„Zwei Paare und fünf Kinder in einem alten Haus mitten im kanadischen Wald…“
Der Klappentext des Romans hat mich spontan angesprochen, natürlich wegen der Kinder, dem Lockdown und dem Landidyll.
Beim Lesen habe ich allerdings sehr schnell gemerkt, dass das Leben der Erzählerin mit meinen eigenen Erfahrungen während des Lockdowns recht wenig zu hat. Während mir die Aufteilung zwischen Erwerbsarbeit, dem Wegfall jeglicher externer Kinderbetreuung, der geforderten Beschulung der Kinder und die Einschränkungen des Alltags alles abverlangt hat und für Muße oder Naturbetrachtungen jeglicher Art keinerlei Raum oder Kapazität mehr frei war, offenbart sich der Lockdown für die Erzählerin als unerwartete Möglichkeit der Selbstfindung.
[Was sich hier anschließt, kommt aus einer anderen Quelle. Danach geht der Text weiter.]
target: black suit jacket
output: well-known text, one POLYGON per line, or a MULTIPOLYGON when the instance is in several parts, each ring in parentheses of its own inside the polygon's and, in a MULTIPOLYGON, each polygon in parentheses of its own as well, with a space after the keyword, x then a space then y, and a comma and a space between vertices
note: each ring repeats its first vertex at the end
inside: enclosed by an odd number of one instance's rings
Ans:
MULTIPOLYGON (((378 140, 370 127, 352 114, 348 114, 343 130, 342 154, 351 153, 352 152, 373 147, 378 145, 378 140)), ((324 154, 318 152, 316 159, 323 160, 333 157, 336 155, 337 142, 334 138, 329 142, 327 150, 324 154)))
Anaïs zieht sich mit ihrer Familie in ein altes blaues Haus mitten im kanadischen Wald zurück und verbindet sich auf poetische Art mit der sie umgebende
Natur und der Geschichte und den Menschen des Ortes.
Bevor ich mich auf den Text einlassen konnte, musste ich mich erst frei machen von meinen profaneren Gedanken. Erwerbsarbeit, die Finanzierung und Organisationen des Alltags, Kinderstreitereien und andere Trivialitäten finden in dem Text von Barbeau-Lavalette wenig bis gar nicht statt.
Stattdessen reduziert sie ihren Text auf das für sie Wesentliche, auf ihre Assoziationen und Gefühle. Der Roman fließt und mäandert in loser Abfolge durch einzelne Erzählungen von Eltern, Verwandte und Bekannte.
Abstrakt versus Konkret?
Verbunden werden die Erlebnisse und die Gedanken in der Abgeschiedenheit durch wunderbares und sinnliches Natur Writing.
Fast könnte ich manche Passagen mit den blumigen Beschreibungen des Landidylls als belanglos überlesen, aber dagegen hält Barbeau-Lavalette kleine und größere Irritationen. Grabsteine und Tropfen von Blut zwischen duftenden Veilchen.
Das ist ein starker Kontrast. Diese kleineren und größeren Schrecklichkeiten zeigen die dunklen Seiten der Natur und des Landlebens und bewahren vor zu viel Gefälligkeit.
Ich kann die wunderbare Sprache und die kraftvolle Essenz des Romans beim Lesen genießen, fühle mich aber nicht in wirklich in meinem natürlichen Habitat.
Ich würde „Sie und der Wald“ als sprachlich wunderbaren Roman einordnen, der Leser*innen, die nicht immer die ganz große Krise und die unhinged sensation brauchen, auf alle Fälle bereichern kann.
„Sie und der Wald“ ist eine der ersten Veröffentlichungen aus neuen Reihe Diogenes Tapir, mit der laut dem Verleger Philipp Keel Bücher für „ein eigensinnigeres Leben, mit denen wir die Gegenwart durchstreifen und der Zukunft in die Augen schauen“ präsentiert werden sollen. Ich bin sehr gespannt!
Vielen Dank an den Diogenes Verlag für dieses besondere Rezensionsexemplar!